Nose Jobs in the 19th Century

“The science of the nose has reached such perfection that it is now possible to modify or change the nose”

~Baroness Staffe,  My Lady’s Dressing Room 1892

This article follows on from a previous post in which I had promised to look into early rhinoplasty as described in My Lady’s Dressing Room. Disappointingly, Baroness Staff’s entry was slim. Her advice to people with big noses was to wear eyeglass frames (!) at night, and as much as possible during the day. An especially useful tip for those with crooked noses was to blow your nose out of the nostril on the defective side until it became perfectly straight. I am quite entranced by the idea of the ladies about town blowing one nostril in the hopes of creating the perfect profile. It reminds me of the hours I spent as a teenager, rowing-arms and chanting, “I must, I must, I must increase my bust”.

She mentions the millionaires of New York changing their noses ‘into either Greek, Roman or Hebrew… by means of an instrument which they wear at night’. Now none of this sounds like a real nose job but the surgeons of the day were, however, performing them. The pictures on the top left and immediate right are from Meyers Encyclpaedia of 1890. They show how skin harvested from the forehead covered the new nose. New cartilage came from the eighth rib.
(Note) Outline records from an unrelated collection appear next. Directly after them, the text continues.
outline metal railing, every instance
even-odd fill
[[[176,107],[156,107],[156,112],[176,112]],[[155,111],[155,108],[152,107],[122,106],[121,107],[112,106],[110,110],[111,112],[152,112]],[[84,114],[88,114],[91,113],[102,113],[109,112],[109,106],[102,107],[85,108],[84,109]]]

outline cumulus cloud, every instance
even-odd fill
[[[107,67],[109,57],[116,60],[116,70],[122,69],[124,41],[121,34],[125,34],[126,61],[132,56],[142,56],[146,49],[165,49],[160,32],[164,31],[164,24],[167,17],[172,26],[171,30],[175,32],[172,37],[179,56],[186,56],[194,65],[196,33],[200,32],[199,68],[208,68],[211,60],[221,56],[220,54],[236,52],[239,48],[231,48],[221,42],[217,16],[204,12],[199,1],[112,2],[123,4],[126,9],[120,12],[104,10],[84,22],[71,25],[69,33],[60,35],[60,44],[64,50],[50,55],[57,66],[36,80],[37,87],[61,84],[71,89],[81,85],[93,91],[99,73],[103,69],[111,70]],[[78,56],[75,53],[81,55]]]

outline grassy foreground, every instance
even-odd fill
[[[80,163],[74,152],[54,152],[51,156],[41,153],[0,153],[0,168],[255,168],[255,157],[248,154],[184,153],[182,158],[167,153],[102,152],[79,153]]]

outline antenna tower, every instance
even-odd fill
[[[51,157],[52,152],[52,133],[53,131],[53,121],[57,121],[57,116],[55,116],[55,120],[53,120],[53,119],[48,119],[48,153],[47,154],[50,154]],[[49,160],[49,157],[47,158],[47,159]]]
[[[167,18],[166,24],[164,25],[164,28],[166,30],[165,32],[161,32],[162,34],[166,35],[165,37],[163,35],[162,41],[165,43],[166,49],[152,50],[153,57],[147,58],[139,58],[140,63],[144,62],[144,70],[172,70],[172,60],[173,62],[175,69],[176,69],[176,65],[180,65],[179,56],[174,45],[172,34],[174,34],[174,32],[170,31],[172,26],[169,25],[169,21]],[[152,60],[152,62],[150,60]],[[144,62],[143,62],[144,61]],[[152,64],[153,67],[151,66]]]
The Oxford War Primer was the handbook doctors were given as they set off for the front in The Great War in 1915. The book details unbelievably grim facial injuries that soldiers sustained in the trenches. While the authors do mention the reconstructive surgery, in most cases prosthetic noses were recommended over the surgery. An entire industry developed around creating faces for these poor young men. French sculptors, in particular, made astonishingly life-like copper facial prosthetics to cover horrific wounds.  For more information on the Tin Nose Shop, click here 

A copper facial prosthesis made after World War 1

Copper faces for broken men is a world away from my dodgy bathroom in Johannesburg but you never do know where a story will take you. And I’m not sure how many millionaires were having their noses reshaped in the 19th century but certainly the techniques that the surgeons were learning came into their own 22 years after the adaptation of My Lady’s Dressing Room for the American sophisticate.